Yes it’s hard to say with certainty what will work better or worse especially since we’re not working with precise mathematical theory. Thorough testing is kind of our only hope. I know biological synapses in the CNS can grow and decay in strength very rapidly especially at the site of dendritic spines. Continuous fine-grained adjustments to synapse strengths could be an important ingredient to learning also beyond static representational capacity.
Some other thoughts:
Even with 4.7 bits of information per synapse, the activation map at each iteration would still exist as a binary SDR. Biological neurons either fire or they don’t fire because of their chemistry; there’s no such thing as a partial action potential. That much is known. What is not binary in neuroscience is the strength of synaptic transmissions and that is a place where HTM is inconsistent with biology. All HTM neuron synapse transmissions are functionally equal regardless of the corresponding synapse strength. Using floating point synapse strength information would yield a more in-depth calculation for each neuron to decide whether the input from its dendritic branches should or should not cause an action potential (talking about columns of course in the context of the SP). Instead of saying “a neuron (column) will fire if any 10 of its synapses are excited at the same time” which ignores each per-synapse strength, you could set a realistic “voltage disturbance threshold” value across each neuron (column) that is either met or not met based on the sum of voltage disturbances caused by each excited synapse who contributes with a magnitude of voltage change directly proportional to that synapse’s strength; which is consistent with the biology.

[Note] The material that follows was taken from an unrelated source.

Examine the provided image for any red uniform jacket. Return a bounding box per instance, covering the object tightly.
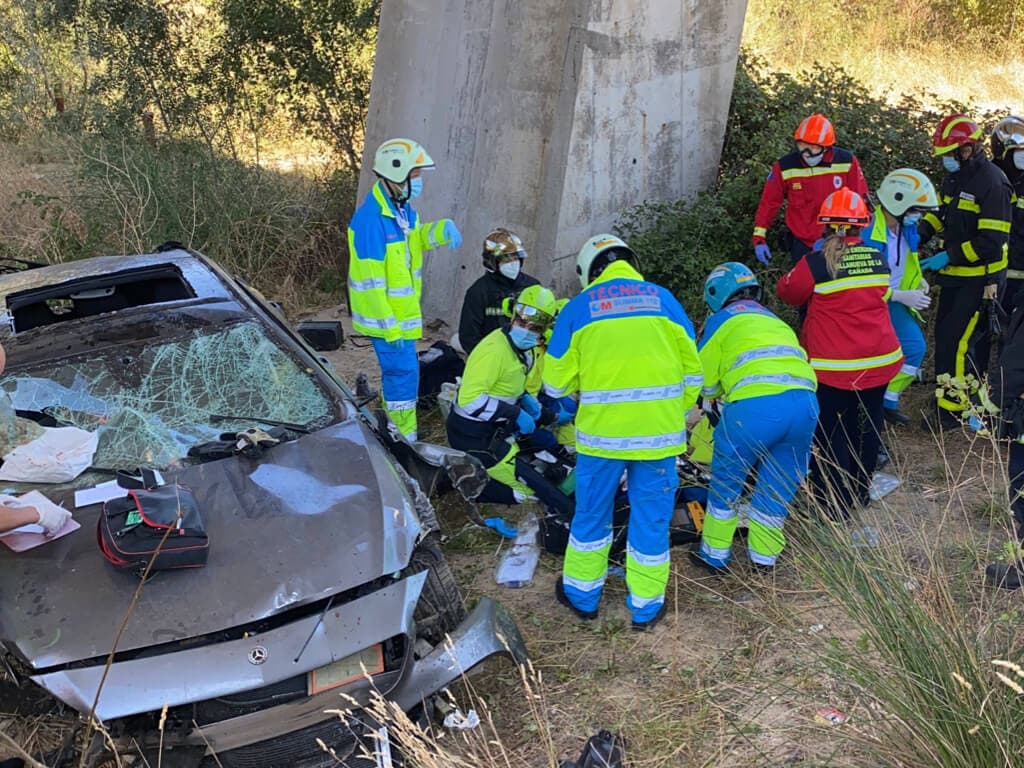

This all still leads to a binary SDR of active or non-active neurons (columns) for each timestep, though. HTM networks (and brains) are based on large distributed patterns of independently acting neurons. The contribution of a single neuron (column) to an activation pattern in an HTM network is negligible; remember the experiments in the Numenta papers where a percentage of randomly chosen neurons were turned off in a learned network and the network still recovered/performed well. Thus the precise activity of a single neuron (column) with respect to an activation pattern is functionally irrelevant with large enough size; we only need to know if it fired or didn’t fire. Fine-grained representation about the “contribution” of each fired neuron (column) to a given pattern not only does not have a biological parallel but is also functionally irrelevant according to the theory. From the perspective of number theory, binary numbers present no limitation in the amount of theoretical information they can represent compared to any other base.
I don’t know enough about the neuroscience/neurochemistry of NMDA spikes yet to comment on the relevance of floating point synapse strengths with respect to forming the predictive states of individual neurons in temporal memory. If it’s consistent with biology for predicted states of neurons to be non-binary (i.e. one predicted neuron could be more depolarized than another predicted neuron), which I suspect it is, it’d be similarly interesting to see if a floating point voltage disturbance value instead of a binary “predicted or not predicted” leads to better performance or insight.